Invited Speaker: Lawrence O. Hall, Professor at the University of South Florida and co-Director of the Institute for Artificial Intelligence + X

Title of Presentation:

“Multi-modal Large Language Models for Prompt Guided Image Analysis”

Description:

Large language models coupled with a vision module, such as in GPT4V allow for text prompts augmented with images. The goal of our research is to get an answer to a question about an image using a minimum number of labeled images. In particular, we want to classify whether a mouse brain’s slices from the hippocampus imaged at 20X resolution have been treated with saline or trimethylitn (TMT). The staining was Iba1-immunostain for microglia cells. The goal is to do as well as a deep learned model using prompts of text and a minimal number of slices. Using well crafted prompts with a few images from 11 cases (1270 images), the same accuracy was achieved as with a custom deep learned model based on VGG16. Further, the predictions came with explanations. This talk will discuss how the prompts were constructed, explanations extracted and how they were corrected in an active prompting cycle. The approach is general and can (and is) being applied to other datasets.

About the Speaker:

Lawrence O. Hall is a Distinguished University Professor in the Department of Computer Science and Engineering at the University of South Florida and the co-Director of the Institute for Artificial Intelligence + X. He received a Ph.D. in Computer Science from Florida State University (1986) and a B.S. in Applied Mathematics from Florida Institute of Technology (1980). He is a fellow of the IEEE, AAAS, AIMBE, IAPR, and AAIA. He received the 2021 Fuzzy Pioneer award from the IEEE CI Society. He received the Norbert Wiener award in 2012 and the Joseph Wohl award in 2017 from the IEEE SMC Society. He was the IEEE VP Publications 2021-2. He is a past President of the IEEE Systems, Man and Cybernetics Society, former EIC of what is now the IEEE Transactions on Cybernetics. He is on the editorial boards of the Proceedings of the IEEE and IEEE Spectrum.

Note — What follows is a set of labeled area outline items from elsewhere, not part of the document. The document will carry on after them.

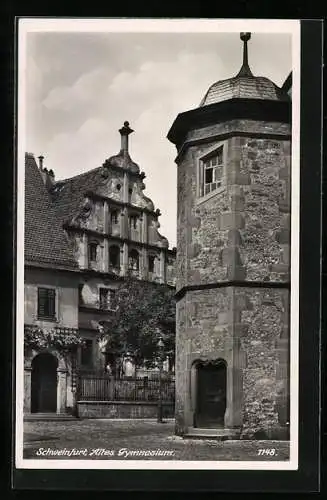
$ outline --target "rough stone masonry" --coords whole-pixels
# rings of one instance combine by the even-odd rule
[[[253,76],[239,77],[241,90],[251,78],[257,91]],[[199,363],[221,360],[224,429],[287,438],[290,102],[218,96],[178,115],[168,138],[178,151],[176,433],[199,427]],[[219,147],[222,183],[203,195]]]

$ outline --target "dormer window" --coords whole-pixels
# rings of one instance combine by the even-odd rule
[[[224,177],[223,146],[220,146],[218,149],[201,159],[200,173],[200,196],[206,196],[222,187]]]

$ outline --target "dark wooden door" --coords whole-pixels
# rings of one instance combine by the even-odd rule
[[[32,413],[57,411],[57,359],[49,353],[39,354],[32,363]]]
[[[224,426],[226,411],[226,365],[199,364],[197,370],[196,426]]]

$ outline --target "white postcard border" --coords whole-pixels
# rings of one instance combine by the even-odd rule
[[[290,323],[289,461],[50,460],[23,458],[24,394],[24,182],[26,37],[29,32],[221,33],[250,31],[292,35],[292,210]],[[78,19],[21,18],[18,29],[17,102],[17,281],[16,281],[16,422],[17,469],[162,469],[297,470],[299,392],[299,234],[300,234],[300,21],[264,19]],[[290,69],[290,70],[291,70]]]

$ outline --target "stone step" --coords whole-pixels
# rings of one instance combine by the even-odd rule
[[[24,415],[24,421],[30,422],[32,420],[41,421],[58,421],[58,420],[76,420],[77,417],[68,413],[28,413]]]
[[[238,429],[201,429],[200,427],[189,427],[188,432],[184,434],[184,438],[189,439],[239,439],[240,431]]]

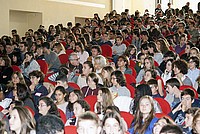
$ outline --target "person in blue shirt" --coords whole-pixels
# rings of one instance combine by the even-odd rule
[[[153,98],[143,96],[139,101],[135,119],[128,130],[130,134],[151,134],[158,118],[154,117]]]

His research interests lie in learning from big data, distributed machine learning, medical image understanding, bioinformatics, pattern recognition, modeling imprecision in decision making, and integrating AI into image processing. He continues to explore un and semi-supervised learning using scalable fuzzy approaches. He has authored or co-authored over 100 publications in journals, as well as many conference papers and book chapters.